Measured across Powell’s time as chair, his tenure has delivered the lowest average monthly unemployment rate - 4.6% - among his immediate predecessors. At the same time, average inflation across his term has been higher, at 3.09%, which sits more than a percentage point above the Fed’s 2% target. The period thus presents a mixed record: comparatively stronger labor-market outcomes paired with an inflation profile that remained elevated relative to the central bank’s goal.
A Trump-era coda and a closed criminal probe
Powell’s term, which began under Trump’s nomination, ended under a different kind of tension with the same president. President Trump’s late-term actions included efforts to remove Fed Governor Lisa Cook and the initiation of a criminal investigation into Powell that focused on the cost of renovations at the Fed’s Washington headquarters. That probe, opened by the Department of Justice late last year, was closed last week.

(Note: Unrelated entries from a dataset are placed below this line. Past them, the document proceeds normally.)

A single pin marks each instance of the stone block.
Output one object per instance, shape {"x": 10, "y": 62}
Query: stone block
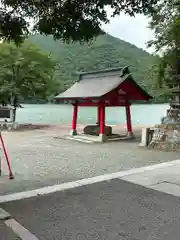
{"x": 4, "y": 215}
{"x": 94, "y": 130}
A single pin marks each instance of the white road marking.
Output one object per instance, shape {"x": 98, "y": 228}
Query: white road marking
{"x": 19, "y": 230}
{"x": 78, "y": 183}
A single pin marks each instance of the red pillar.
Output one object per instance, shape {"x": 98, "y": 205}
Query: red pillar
{"x": 128, "y": 118}
{"x": 98, "y": 114}
{"x": 102, "y": 119}
{"x": 74, "y": 119}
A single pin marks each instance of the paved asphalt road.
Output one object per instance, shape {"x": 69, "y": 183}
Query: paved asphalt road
{"x": 6, "y": 233}
{"x": 111, "y": 210}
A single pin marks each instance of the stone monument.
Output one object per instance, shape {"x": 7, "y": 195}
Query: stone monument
{"x": 166, "y": 135}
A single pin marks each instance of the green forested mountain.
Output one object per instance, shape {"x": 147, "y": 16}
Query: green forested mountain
{"x": 105, "y": 52}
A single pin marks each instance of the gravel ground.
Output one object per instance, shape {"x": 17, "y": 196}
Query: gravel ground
{"x": 40, "y": 160}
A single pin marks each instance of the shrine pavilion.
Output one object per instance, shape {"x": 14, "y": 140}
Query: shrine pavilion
{"x": 113, "y": 87}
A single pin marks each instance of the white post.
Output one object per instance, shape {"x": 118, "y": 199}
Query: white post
{"x": 144, "y": 137}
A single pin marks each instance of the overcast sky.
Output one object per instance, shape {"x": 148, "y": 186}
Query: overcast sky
{"x": 133, "y": 30}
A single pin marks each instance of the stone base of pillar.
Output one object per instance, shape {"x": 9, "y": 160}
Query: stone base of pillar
{"x": 130, "y": 134}
{"x": 73, "y": 132}
{"x": 102, "y": 138}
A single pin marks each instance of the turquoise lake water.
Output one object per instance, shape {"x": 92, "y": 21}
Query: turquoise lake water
{"x": 54, "y": 114}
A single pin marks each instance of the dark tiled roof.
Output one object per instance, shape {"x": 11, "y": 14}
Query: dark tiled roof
{"x": 96, "y": 84}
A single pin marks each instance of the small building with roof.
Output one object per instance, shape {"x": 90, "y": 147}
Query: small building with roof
{"x": 113, "y": 87}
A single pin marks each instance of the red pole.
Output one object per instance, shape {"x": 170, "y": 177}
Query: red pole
{"x": 128, "y": 118}
{"x": 98, "y": 114}
{"x": 102, "y": 119}
{"x": 7, "y": 158}
{"x": 74, "y": 119}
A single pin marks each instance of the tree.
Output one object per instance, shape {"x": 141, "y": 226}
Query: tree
{"x": 70, "y": 20}
{"x": 25, "y": 72}
{"x": 165, "y": 22}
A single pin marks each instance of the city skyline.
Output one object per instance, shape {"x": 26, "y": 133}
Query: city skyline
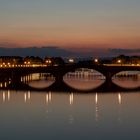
{"x": 70, "y": 24}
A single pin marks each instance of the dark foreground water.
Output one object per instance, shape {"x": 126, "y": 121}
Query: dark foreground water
{"x": 69, "y": 116}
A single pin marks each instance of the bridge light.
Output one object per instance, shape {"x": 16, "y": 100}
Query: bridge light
{"x": 119, "y": 61}
{"x": 96, "y": 60}
{"x": 71, "y": 60}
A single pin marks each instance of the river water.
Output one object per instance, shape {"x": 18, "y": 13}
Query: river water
{"x": 26, "y": 115}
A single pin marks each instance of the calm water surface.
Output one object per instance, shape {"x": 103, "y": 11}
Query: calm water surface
{"x": 69, "y": 116}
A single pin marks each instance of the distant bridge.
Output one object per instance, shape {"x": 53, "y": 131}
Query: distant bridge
{"x": 15, "y": 74}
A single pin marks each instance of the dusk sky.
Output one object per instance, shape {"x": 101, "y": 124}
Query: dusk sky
{"x": 71, "y": 23}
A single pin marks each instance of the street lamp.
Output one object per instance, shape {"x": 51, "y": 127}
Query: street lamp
{"x": 71, "y": 60}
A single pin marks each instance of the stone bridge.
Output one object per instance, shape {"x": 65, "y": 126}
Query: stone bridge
{"x": 15, "y": 74}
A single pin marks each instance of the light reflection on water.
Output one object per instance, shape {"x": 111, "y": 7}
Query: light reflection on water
{"x": 53, "y": 116}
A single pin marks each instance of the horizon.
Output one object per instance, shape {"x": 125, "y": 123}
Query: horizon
{"x": 70, "y": 24}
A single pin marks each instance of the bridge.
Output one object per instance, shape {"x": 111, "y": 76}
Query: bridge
{"x": 14, "y": 74}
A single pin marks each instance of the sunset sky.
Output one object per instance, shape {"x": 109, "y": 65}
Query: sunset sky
{"x": 71, "y": 23}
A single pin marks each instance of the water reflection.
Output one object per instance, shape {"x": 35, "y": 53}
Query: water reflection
{"x": 127, "y": 79}
{"x": 71, "y": 98}
{"x": 81, "y": 116}
{"x": 119, "y": 99}
{"x": 96, "y": 107}
{"x": 48, "y": 97}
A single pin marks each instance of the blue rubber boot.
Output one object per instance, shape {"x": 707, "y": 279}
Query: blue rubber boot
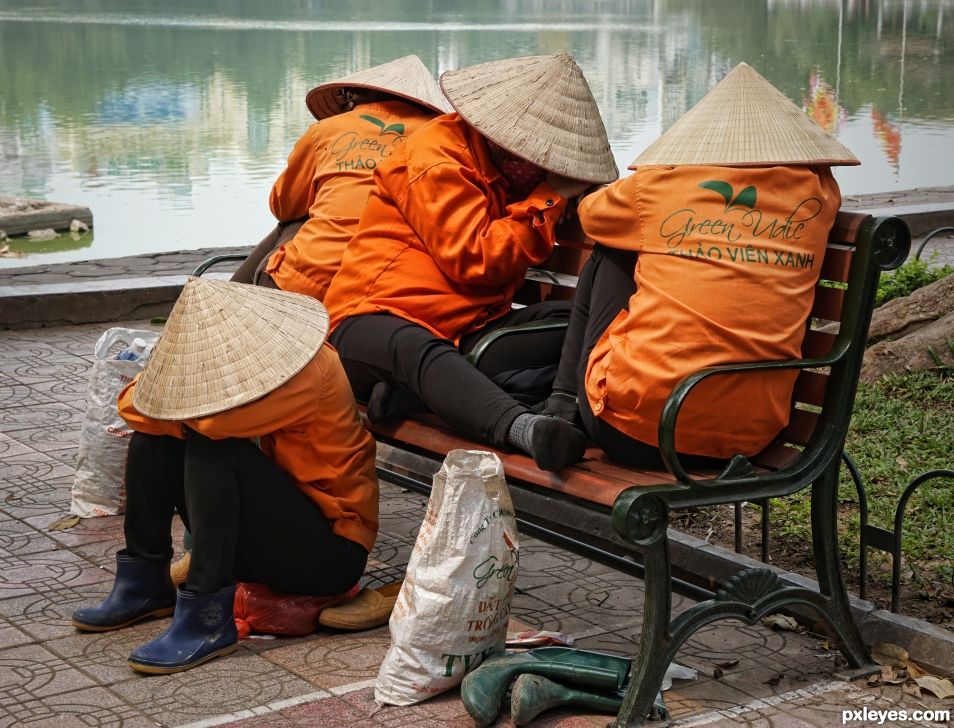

Powell responded publicly when the investigation was under way. In January, he released a video defending the Fed’s practice of setting interest rates based on the institution’s assessment of the public interest rather than presidential preferences. "This is a consequence of the Federal Reserve setting interest rates based on our best assessment of what will serve the public, rather than following the preferences of the President," he said. The remarks rallied congressional support and enabled him to conclude his time as chair without being removed from office.
Legacy and debate
Assessments of Powell’s leadership differ sharply. Supporters point to the Fed’s rapid emergency response during the pandemic, which many credit with averting a deeper economic collapse, and to a labor market that delivered historically low average unemployment under his watch. Critics argue that the aggressive monetary and balance-sheet policies implemented in 2020, combined with encouragement for fiscal support, helped set the stage for the long and painful inflation surge that followed.
Economists and Fed officials continue to debate core elements of that era: whether the strategic shift toward prioritizing employment delayed the Fed’s reaction to rising prices, and how much the crisis-era expansion of the balance sheet contributed to inflation. The Fed ultimately reversed course and undertook a forceful tightening campaign; whether that tightening fully offsets prior policy choices remains contested.
As Powell steps down, the record he leaves is complex: an era of dramatic emergency action and subsequent forceful disinflationary moves, wrapped in a political struggle over central-bank independence. The central narrative of his term is one of choices made under extraordinary circumstances - choices that reshaped the Fed’s footprint in domestic markets and continue to reverberate through debates on monetary-policy stewardship.